Mouvement pour une Organisation Mondiale de l'Agriculture
momagri est un think tank présidé par Pierre Pagesse,  qui rassemble des responsables du monde agricole
et des personnalités d’horizons extérieurs (santé, développement, stratégie et défense,…).
Son objectif est de promouvoir une régulation des marchés agricoles en créant de nouveaux outils d’évaluation
(modèle économique, indicateurs,…) et en formulant des propositions pour une politique
agricole et alimentaire internationale.
Regards sur l'actualité

Londres garde le même cap libéral en ce qui concerne la PAC

 

07 Juin 2010



Comme on pouvait s’y attendre, l’arrivée du parti conservateur (Tories) de David Cameron au pouvoir au Royaume-Uni n’a pas modifié la position de Londres en ce qui concerne la PAC : quelques semaines seulement après les élections britanniques, le Conseil des ministres européens de l’Agriculture réuni le 1 juin à Mérida (Espagne) a été l’occasion pour le nouveau gouvernement libéral-conservateur d'indiquer à ses partenaires européens qu'il « reste fermement engagé en faveur d'une réforme radicale de la PAC ».

Selon la nouvelle ministre britannique de l'Agriculture, Caroline Spelman, la crise en Europe devrait l'aider à négocier « une nouvelle hiérarchisation des dépenses européennes » – entendre : réduire les dépenses européennes alloués à l’agriculture dans le cadre de la PAC. Car pour Londres, c’est toujours du même sujet dont il s’agit : moins de PAC, moins de régulation, moins de dépenses.
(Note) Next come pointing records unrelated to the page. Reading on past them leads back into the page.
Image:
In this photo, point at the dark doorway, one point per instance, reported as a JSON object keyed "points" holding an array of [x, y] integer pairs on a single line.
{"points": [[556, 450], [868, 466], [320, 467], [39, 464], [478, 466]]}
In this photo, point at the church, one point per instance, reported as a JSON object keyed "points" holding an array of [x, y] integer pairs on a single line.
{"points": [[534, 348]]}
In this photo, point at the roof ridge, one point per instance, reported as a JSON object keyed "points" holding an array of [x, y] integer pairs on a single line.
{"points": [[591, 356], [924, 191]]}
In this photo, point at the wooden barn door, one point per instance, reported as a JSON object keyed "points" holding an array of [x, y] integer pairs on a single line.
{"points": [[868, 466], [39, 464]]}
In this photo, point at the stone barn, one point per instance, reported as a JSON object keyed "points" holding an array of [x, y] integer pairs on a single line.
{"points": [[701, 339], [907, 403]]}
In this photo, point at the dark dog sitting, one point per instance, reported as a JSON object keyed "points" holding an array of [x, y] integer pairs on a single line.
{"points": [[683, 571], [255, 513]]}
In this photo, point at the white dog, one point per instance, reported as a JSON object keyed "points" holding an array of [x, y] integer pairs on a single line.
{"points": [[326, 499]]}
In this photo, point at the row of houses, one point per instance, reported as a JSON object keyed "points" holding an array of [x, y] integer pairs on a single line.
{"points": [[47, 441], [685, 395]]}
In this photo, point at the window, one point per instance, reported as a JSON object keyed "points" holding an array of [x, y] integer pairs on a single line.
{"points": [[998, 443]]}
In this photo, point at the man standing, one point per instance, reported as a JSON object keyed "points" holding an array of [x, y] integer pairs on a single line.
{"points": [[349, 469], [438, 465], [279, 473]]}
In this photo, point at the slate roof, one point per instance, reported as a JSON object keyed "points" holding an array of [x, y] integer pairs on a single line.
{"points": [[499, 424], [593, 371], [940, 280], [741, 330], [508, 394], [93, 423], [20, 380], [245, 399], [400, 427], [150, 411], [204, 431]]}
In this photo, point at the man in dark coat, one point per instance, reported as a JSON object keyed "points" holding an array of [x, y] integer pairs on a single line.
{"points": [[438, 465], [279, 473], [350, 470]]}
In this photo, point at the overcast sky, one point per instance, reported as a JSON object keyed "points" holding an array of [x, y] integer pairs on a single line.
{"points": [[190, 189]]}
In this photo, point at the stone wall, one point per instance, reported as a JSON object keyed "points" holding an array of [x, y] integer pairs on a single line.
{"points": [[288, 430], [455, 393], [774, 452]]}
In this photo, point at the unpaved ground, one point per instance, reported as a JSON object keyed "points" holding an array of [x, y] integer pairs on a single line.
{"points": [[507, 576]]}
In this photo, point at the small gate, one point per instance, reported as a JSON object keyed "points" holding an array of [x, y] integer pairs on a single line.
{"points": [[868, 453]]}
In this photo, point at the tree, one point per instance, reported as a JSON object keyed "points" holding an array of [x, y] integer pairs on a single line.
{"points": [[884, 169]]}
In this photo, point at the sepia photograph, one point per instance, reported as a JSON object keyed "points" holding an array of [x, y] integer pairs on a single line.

D’après la ministre, les difficultés économiques actuelles sont en réalité « une vraie opportunité » pour « alléger le fardeau de la régulation ».

Londres apparaît plus isolé qu’autre chose sur ce domaine, ne pouvant compter que sur le soutien des pays nordiques comme la Suède ou Danemark. Cela étant, il est regrettable que le nouveau gouvernement libéral-conservateur réduise les problématiques agricoles à une problématique budgétaire alors que l’agriculture est un secteur stratégique. A force de vouloir faire des économies, le risque est grand de devoir supporter le coût, autrement plus important, d’une crise majeure : si les ministres des Finances avaient eu connaissance en 2005 du coût réel de la crise financière, il y a fort à parier qu’ils auraient depuis longtemps choisi de réguler ce secteur.

Sachons apprendre de nos erreurs, et ne pas attendre une deuxième crise, cette fois-ci agricole et alimentaire, pour que tous les pays acceptent de payer le coût, relativement faible (mois de 30 centimes d’euros par jour et par habitant de l’Union européenne) au regard des conséquences financières d’une crise, de la régulation.